$emit-ing Events from Outside AngularJS

I was working with on a little JavaScript project, and after being sufficiently annoyed and having to manage the DOM directly, decided to drop AngularJS in there. Oh. My. God. So much better. But I didn’t want to restructure everything, only where there was pain.

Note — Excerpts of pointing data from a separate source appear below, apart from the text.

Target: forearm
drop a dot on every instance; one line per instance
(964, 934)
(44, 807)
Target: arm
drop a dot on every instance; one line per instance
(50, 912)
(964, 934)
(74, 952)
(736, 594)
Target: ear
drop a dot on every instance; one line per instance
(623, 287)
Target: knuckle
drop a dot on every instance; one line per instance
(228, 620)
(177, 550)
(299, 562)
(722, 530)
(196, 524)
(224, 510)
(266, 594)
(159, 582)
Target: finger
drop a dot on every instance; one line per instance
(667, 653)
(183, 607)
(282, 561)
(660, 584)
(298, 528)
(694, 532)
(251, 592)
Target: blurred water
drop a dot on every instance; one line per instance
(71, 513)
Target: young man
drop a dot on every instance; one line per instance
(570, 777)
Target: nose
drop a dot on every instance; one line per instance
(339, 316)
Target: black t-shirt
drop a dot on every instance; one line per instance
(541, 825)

Pre-angular, there was some code like this in the app:

function draw() {
  // _many_ lines of nasty third-party blech
  updateStats(); // added by me
}
function updateStats() {
  // do some math
  // render some DOM
}

I definitely didn’t want to reimplement the whole draw function, but I did want to get that updateStats function into an angular controller, so I could use its goodness to actually do the DOM stuff. This is where I wanted to go:

function draw() {
  // _many_ lines of nasty third-party blech
  $scope.$emit('draw'); // this super doesn't work
}
// angular setup ...
app.controller('Ctrlr', function Ctrlr($scope) {
  $scope.on('draw', function updateStats() {
    // do some math
    $scope.stats = ...;
  });
  // other stuff ...
}

The question was “what actually needs to be there on line #3?” After a bit of digging around, I found it was pretty easy to make it work. I made a top-level $emit function to encapsulate the behaviour:

function $emit() {
  var scope = angular.element('body').scope();
  scope.$emit.apply(scope, arguments);
}
function draw() {
  // _many_ lines of nasty third-party blech
  $emit('draw'); // this works!
}
// angular setup ...
app.controller('Ctrlr', function Ctrlr($scope) {
  $scope.on('draw', function updateStats() {
    // do some math
    $scope.stats = ...;
  });
  // other stuff ...
}

…. except that my event handler doesn’t execute w/in a digest loop, so while the scope is updated, the DOM doesn’t repaint until something else applies it. Easy enough to fix with a little tweak to $emit:

function $emit() {
  var args = arguments;
  var scope = angular.element('body').scope();
  scope.$apply(function () {
    scope.$emit.apply(scope, args);
  });
}

Perfect!

I oversimplified a bit, however. The draw function is not just called from extra-angular code, some of that “other stuff” in the controller does too. You can probably see the problem: the controller functions are already w/in a digest loop, so $apply can’t be invoked again. This one, unfortunately required poking my nose into the angular internals (the stuff prefixed with $$), but for this project it is a reasonable choice to help bridge the conversion window. Angular keeps track of which phase it is currently in, and that’s exactly the piece of info we need. Here is the final version:

function $emit(name, eventArgs) {
  var args = Array.prototype.slice.call(arguments, 0);
  var scope = angular.element('body').scope();
  var phase = scope.$parent.$$phase;
  if (phase == '$apply' || phase == '$digest') {
    scope.$emit.apply(scope, args)
  } else {
    scope.$apply(function () {
      scope.$emit.apply(scope, args);
    });
  }
}

Seamlessly emitting events into my angular app from non-angular code, properly bound to the digest cycle, and allowing for re-entrant invocations/dispatch has already made the migration much simpler. I’d held off because I thought it was going to be complicated, but with 10 fairly simple lines of JS getting it done, I was a fool to wait.